A coworker and dear friend, Lisa K., and I did an in-depth unit on WWII and the Holocaust. While these periods of history are not covered in the CA state standards, there are several literature selections focused on the people and events of the time. We read picture books and an amazing novel, Number the Stars. Our students were so engaged, and begged to learn everything possible about the subject. We were able to take our fourth and fifth graders to the Museum of Tolerance. Normally, fifth graders are the youngest students allowed on field trips to the museum. We were given special permission to bring our fourth graders, but the third graders were not allowed to accompany us.

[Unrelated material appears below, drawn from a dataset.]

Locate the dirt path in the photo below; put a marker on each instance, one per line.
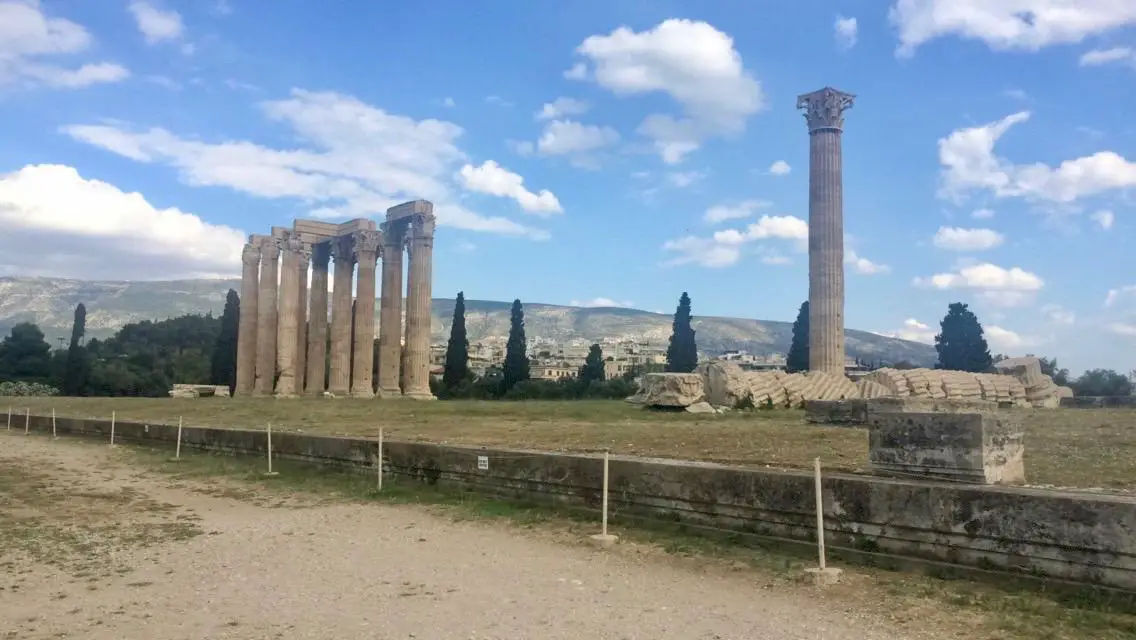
(94, 547)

While there, the rest of our students commented that the third graders could have handled the experience with no problem. Because of all their prior experience with the subject, and the fact that with a multiage class we all learn together regardless of grade, our older kids knew their younger peers were as prepared as they to handle even the most difficult of subject matter. In fact, the docents leading us on our tour commented on how knowledgeable, focused and mature our students were.
As a culminating activity, Lisa's father-in-law, Mr. K, a concentration camp survivor, came to talk to our students. We spent time beforehand brainstorming questions for Mr. K, and talking about being a good listener, a compassionate group participant, and one who is patient while listening to an elder telling a poignant and difficult story.
We gathered in one of our classrooms ... all 64 students ... sitting on the floor and in surrounding chairs while Mr. K shared his stories and answered questions. It was one of the most touching and beautiful moments of my teaching career. We had to stop the questions as we could tell that Mr. K was getting tired. Telling this particular story was beyond an emotional drain, yet he would have kept sharing as long as the kids would listen. And listen they did - without incident. They'd have been content to sit as long as Mr. K was willing to be share.
The next day, our students wrote thank you letters to Mr. K. They were beyond beautiful, written with honesty and integrity, and with the compassion befitting a much older person. Their understanding of what Mr. K had shared was evident. These eight, nine and ten year olds shared in their letters and in their words to their teachers how much this experience meant to them. For the remainder of their tenure in our classes, the study of this period of history was one of the most important experiences they'd had. The kindness with which our students treated one another was wonderful to see. Over the years, students from my class at that time have come to visit. They have not forgotten a single element from our unit of study.
I wondered why telling this story means so much to me. I believe it's because the direction of education as we approach 2012 heads toward a score on a test. All the children in our classes that year demonstrated their ability to read, to write, to listen, to speak. The story I tell is what we should care about - compassion.